For a while I used coding agents for small, self-contained things. Refactor this method. Rename this variable. Extract this into a function. Safe, short instructions where the agent couldn't go too far off track.
But I kept seeing people push further — giving agents a longer leash, taming them into handling real features end to end. And it was working. The gap between what I was doing and what seemed possible was growing.
So I started trying. And the results were mixed. Sometimes the agent would nail it. Other times it would go in circles, making reasonable-looking choices that were completely wrong for the project. Wrong abstraction. Wrong assumptions about the data model.
The difference, I've come to believe, is context. Not prompt engineering tricks, not model selection. Context — how much of it you provide, and how you provide it.
The colleague problem
When I sit down with a colleague to discuss a feature, we share a tremendous amount of context without even thinking about it. We both know the codebase. We both know the users. We both know the last three decisions that shaped the architecture. We both know which parts of the system are fragile and which are rock solid.
An agent knows none of this. It starts every conversation from zero. And yet I routinely catch myself typing something like "this thing is happening and it shouldn't" and expecting the agent to make the same choices I would.

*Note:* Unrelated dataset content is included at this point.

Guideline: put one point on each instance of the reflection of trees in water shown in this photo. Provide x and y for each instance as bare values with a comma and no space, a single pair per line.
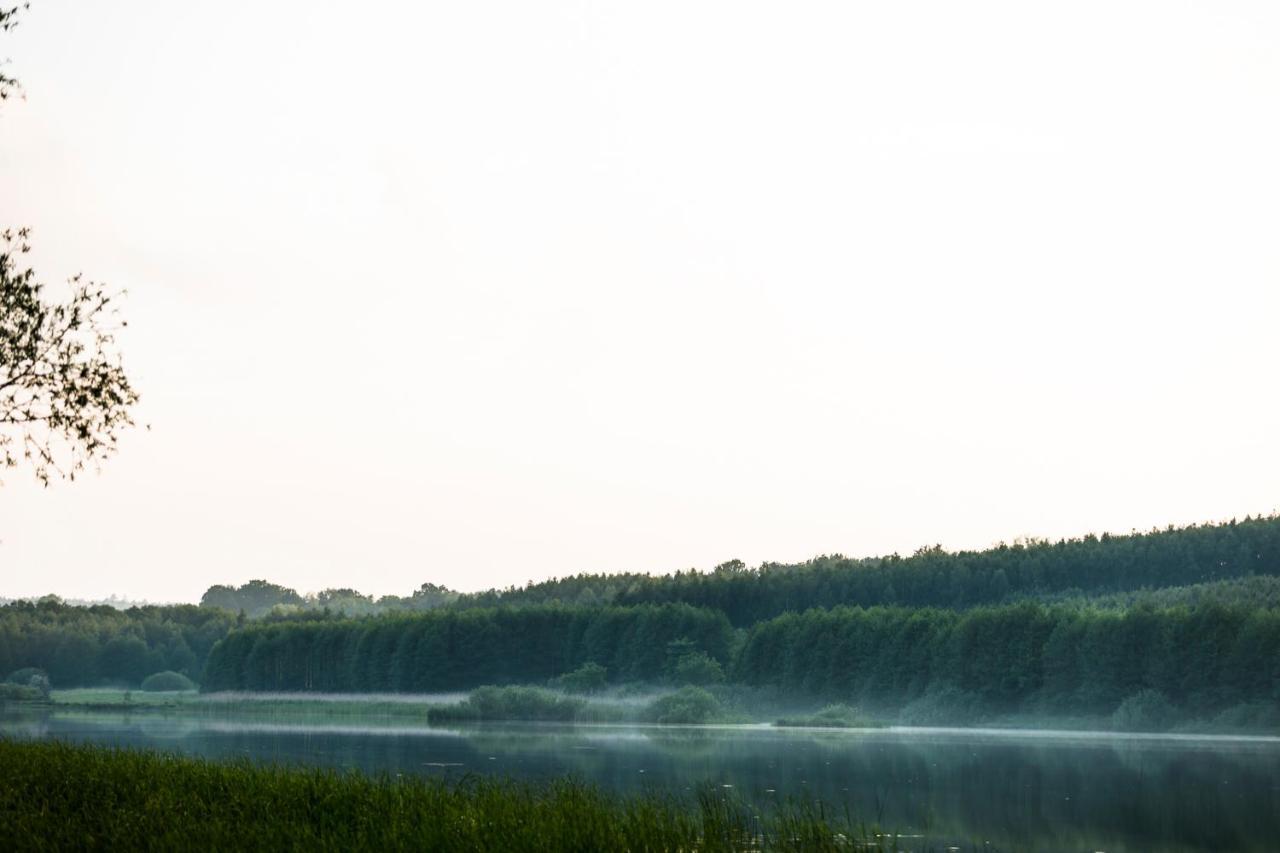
1020,793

It won't. It can't. Not because it's incapable, but because it doesn't have the information it needs.
What actually helps
I've started paying attention to what makes a prompt produce good results versus mediocre ones. It's not about writing more. It's about including the right things:
- What I'm building and why. The why matters more than I expected. "Add a login page" and "add a login page because we need to gate access to paid features and our users are non-technical" lead to very different implementations.

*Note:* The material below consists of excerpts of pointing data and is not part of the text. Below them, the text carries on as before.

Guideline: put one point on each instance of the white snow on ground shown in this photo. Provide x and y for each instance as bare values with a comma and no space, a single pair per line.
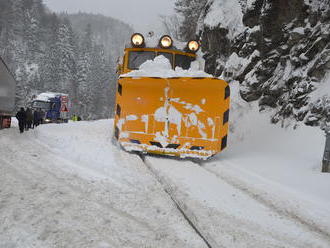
265,190
161,67
68,186
226,13
48,95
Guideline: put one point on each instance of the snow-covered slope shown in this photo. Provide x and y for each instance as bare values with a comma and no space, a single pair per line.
69,186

- Constraints. What libraries am I already using? What patterns does the codebase follow? What can't change? Normally I provide those in the form of documentation od the project.
- Decisions already made. If I've already decided on JWT over sessions, I say so. Otherwise the agent might pick the other one and I'll waste twenty minutes unwinding it.
- What I'm unsure about. This is the one I used to skip. But telling the agent where my thinking is still fuzzy turned out to be incredibly valuable. It fills gaps I didn't know I had.
- How to know when it's done. This one changed everything for me. If you can tell the agent "run this test suite" or "check that the API returns 200 on this endpoint," you've closed the loop. The agent can try something, verify it, and try again if it didn't work. Without a definition of done, it generates code and hopes. With one, it iterates.

And that last point is where things start to feel different. When the agent can check its own work, it stops feeling like a text generator and starts feeling like a harness — like you're constraining the execution of a wild creature that can produce thousands of lines of code per second, and your job is to point it in the right direction and let it run.
The agent as a thinking partner
The shift that changed my workflow the most was to stop treating the agent as a code generator and start treating it as a thinking partner.
I used to try to write a complete spec before handing anything to the agent. That felt responsible. But it was often slower and worse than writing a rough one and refining it together. The agent spots gaps in my thinking. It asks about edge cases I haven't considered. It surfaces assumptions I didn't know I was making.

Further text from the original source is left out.